The formula that we are regressing is that Survived is equal to some regression of Sex, Age, Pclass, Parch, SibSp, and Embarked. The model parameters themselves are written to a binary file called model. The descending flag specifies that the model will predict values of 1 (survived), as opposed to 0 (perished).
Now that the model has been fit, we can predict with another call to PROC LOGISTIC. This will create a data set named pred that contains the validate data set augmented with predictions. Because we are predicting a binary outcome, two additional columns are added to the data set: P_1 specifies the probability that the person survived and P_2 specifies the probability that the person perished. These two values sum to 1.0 for each row.
Next a prediction data set is created where any Survived probability is greater than or equal to 0.5 is assumed to have survived is created. Only the PassengerId, Survived, and P_1 columns are kept. Additionally, a new column named pred_survived is created that holds a value of 1 if the probability of survival was greater or equal than 0.5.
Finally, a confusion matrix is generated that measures model performance. This will tells us the percent of survived and perished predictions that were correct.
Julia is a relatively new programming language that the data science community is showing increased support for. Julia can use advanced linear algebra packages to perform matrix operations with great performance; however, loops and traditional programming constructs will also perform at near C/C++ speed.
The first step is to read the CSV file into a DataFrame.
The usual preprocessing steps are performed. In Julia you will notice that function names and operators sometimes have a prefix/suffix, such as ! or .. The ! suffix, such as delete! notes that this function will modify what is passed to it. The . prefix/suffix, such as .~ means that the not(~) is applied to each member of the vector, not the whole vector.
Next we split the training and validation sets into df_train and df_validate.

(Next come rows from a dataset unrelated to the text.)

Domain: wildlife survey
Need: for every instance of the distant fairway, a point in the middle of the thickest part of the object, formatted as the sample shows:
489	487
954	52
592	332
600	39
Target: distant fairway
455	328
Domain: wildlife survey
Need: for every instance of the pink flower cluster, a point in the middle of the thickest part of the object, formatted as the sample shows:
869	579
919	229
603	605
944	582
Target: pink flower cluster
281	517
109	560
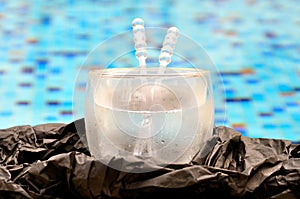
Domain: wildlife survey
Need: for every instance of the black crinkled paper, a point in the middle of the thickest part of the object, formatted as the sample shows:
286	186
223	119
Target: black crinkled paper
50	161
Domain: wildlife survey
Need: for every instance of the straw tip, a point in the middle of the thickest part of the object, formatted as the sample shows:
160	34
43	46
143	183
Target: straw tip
137	21
173	29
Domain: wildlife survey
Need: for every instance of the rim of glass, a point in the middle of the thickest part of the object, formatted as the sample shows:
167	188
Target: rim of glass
151	72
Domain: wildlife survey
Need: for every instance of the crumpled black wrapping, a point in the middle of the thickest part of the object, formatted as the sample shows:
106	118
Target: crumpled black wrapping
50	161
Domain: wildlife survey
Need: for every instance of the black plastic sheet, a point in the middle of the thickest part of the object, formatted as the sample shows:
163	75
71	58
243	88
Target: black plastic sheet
50	161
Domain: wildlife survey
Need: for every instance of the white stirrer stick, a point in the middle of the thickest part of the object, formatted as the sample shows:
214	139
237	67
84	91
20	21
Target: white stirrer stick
167	49
140	43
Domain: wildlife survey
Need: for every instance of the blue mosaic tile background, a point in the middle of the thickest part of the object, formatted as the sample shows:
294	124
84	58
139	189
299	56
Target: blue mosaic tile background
254	44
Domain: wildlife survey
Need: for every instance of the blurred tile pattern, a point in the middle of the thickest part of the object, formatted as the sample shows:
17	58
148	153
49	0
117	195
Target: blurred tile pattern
255	45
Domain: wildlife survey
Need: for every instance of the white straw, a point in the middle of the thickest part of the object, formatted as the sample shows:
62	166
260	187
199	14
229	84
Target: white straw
167	49
140	43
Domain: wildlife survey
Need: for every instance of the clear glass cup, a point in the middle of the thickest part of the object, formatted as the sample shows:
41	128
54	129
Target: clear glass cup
165	117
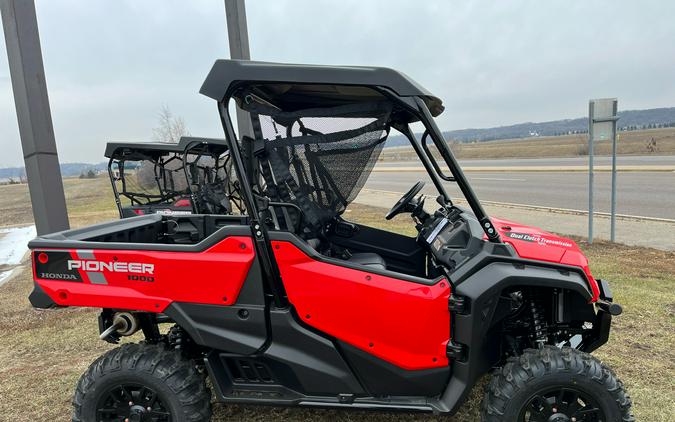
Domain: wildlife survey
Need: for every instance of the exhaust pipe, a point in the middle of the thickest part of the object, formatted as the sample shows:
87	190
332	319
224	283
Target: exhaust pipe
124	324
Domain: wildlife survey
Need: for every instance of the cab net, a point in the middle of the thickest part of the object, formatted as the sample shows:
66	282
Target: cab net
317	159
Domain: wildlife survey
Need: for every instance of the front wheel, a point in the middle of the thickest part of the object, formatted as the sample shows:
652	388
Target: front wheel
555	385
142	383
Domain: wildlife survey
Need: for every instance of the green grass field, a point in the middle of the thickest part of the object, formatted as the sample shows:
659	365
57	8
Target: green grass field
43	352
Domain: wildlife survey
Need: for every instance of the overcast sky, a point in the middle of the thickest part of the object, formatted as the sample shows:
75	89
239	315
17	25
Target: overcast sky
111	65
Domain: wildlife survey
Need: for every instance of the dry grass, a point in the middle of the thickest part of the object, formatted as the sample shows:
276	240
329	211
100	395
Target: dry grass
629	143
88	200
42	353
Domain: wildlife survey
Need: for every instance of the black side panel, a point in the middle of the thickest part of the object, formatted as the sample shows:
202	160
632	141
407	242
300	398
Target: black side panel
235	329
402	253
305	248
381	378
305	361
238	329
39	299
472	329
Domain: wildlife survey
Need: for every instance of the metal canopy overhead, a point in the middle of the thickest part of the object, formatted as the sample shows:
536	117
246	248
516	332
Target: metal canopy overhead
225	73
130	149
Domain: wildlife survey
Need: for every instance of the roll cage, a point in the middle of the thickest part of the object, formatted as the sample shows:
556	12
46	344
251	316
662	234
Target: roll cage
147	176
299	87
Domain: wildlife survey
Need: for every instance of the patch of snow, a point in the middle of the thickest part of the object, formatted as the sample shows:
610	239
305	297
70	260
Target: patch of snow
14	244
4	276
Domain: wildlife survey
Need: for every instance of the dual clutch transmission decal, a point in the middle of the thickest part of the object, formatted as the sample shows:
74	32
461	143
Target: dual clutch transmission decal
537	238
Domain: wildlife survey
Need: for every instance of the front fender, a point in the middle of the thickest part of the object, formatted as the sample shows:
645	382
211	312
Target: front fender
471	328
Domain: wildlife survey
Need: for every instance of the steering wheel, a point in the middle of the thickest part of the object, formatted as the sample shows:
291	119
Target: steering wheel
401	205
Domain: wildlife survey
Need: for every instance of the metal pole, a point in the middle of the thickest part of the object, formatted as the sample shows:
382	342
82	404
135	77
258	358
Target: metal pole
237	34
613	209
34	116
590	172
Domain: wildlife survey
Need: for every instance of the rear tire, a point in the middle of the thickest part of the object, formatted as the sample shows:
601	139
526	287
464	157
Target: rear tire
143	382
552	384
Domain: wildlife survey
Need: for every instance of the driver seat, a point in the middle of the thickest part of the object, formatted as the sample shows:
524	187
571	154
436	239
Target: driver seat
369	259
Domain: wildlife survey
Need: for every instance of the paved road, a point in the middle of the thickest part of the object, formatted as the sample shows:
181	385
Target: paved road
622	160
650	194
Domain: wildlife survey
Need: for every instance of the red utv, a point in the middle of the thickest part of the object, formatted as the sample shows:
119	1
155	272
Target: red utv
291	304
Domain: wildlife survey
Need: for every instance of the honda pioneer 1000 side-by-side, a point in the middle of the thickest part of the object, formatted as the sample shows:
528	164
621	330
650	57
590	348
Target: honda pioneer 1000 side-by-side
289	303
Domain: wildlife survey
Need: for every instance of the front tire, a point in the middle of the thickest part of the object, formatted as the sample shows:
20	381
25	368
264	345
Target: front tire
143	383
555	385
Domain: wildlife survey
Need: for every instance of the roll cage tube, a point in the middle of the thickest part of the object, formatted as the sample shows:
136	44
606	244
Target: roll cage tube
437	137
407	132
112	182
260	237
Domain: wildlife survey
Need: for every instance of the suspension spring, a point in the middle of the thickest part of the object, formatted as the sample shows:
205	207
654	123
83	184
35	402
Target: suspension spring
538	323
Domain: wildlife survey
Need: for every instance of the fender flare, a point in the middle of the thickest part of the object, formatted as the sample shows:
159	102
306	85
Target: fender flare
471	329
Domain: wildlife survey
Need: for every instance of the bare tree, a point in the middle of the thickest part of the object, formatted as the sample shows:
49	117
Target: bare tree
170	128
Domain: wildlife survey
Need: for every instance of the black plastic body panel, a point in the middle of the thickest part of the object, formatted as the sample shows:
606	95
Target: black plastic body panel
222	327
401	253
144	233
240	329
381	378
39	299
302	363
472	329
305	248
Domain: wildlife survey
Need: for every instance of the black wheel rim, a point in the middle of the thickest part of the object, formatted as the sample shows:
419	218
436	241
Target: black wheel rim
562	405
131	403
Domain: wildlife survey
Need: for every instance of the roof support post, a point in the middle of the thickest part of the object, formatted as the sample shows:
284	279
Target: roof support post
34	116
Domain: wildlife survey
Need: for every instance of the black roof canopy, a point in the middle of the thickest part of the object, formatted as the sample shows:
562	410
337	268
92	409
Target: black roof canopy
297	86
142	150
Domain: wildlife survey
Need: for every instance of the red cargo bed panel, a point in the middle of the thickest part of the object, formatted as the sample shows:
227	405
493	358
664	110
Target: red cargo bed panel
144	280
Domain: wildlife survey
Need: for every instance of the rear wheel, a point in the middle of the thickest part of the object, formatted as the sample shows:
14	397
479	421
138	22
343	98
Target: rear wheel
142	383
555	385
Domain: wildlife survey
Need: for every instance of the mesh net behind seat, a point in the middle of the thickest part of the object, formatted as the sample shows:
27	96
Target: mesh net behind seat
319	158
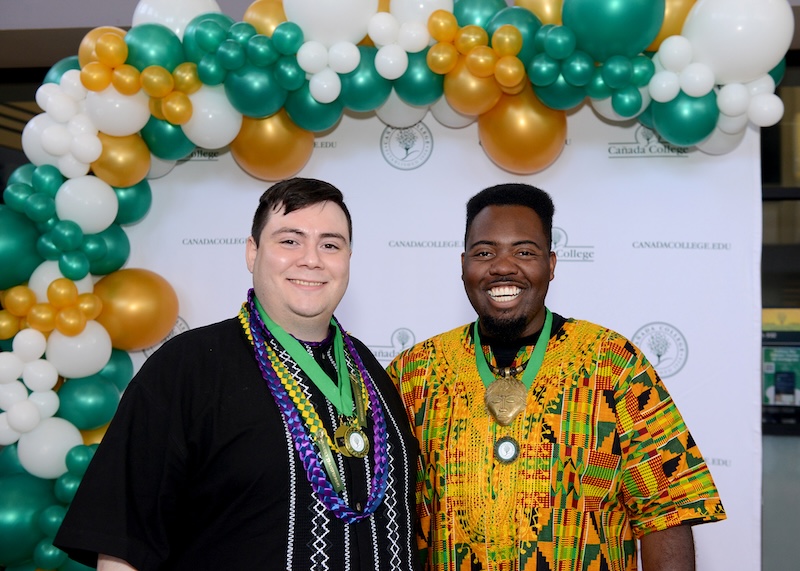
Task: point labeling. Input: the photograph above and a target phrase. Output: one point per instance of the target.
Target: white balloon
(88, 201)
(174, 14)
(40, 375)
(383, 29)
(312, 57)
(675, 53)
(399, 114)
(331, 21)
(79, 355)
(24, 416)
(116, 114)
(739, 40)
(325, 86)
(664, 86)
(343, 57)
(11, 366)
(29, 345)
(43, 450)
(391, 62)
(448, 116)
(46, 401)
(214, 122)
(696, 79)
(765, 109)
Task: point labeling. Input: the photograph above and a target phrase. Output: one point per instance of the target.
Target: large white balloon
(43, 450)
(739, 40)
(331, 21)
(79, 355)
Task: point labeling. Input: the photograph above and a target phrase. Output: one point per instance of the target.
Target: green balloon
(686, 120)
(309, 114)
(134, 202)
(363, 89)
(153, 44)
(419, 85)
(254, 91)
(606, 28)
(18, 253)
(165, 140)
(22, 498)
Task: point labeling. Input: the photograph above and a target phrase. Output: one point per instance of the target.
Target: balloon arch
(131, 104)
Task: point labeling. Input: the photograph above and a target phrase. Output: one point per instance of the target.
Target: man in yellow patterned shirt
(553, 446)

The model is created and the validation set is scored for prediction. The formula of the regression uses the same regression format as R. The prediction probabilities are rounded, just like the other languages. This rounding means that probabilities of survival of 0.5 and higher indicate survived (1); whereas, 0 indicates perished.
Finally we can report the accuracy.
Now you have seen a simple Logistic regression in Python, R, MATLAB, SAS, and Julia. You can see some of the parallels and differences between the languages. Python and MATLAB require that x and y be split; whereas, the others do not. Julia and R use a similar regression formula format.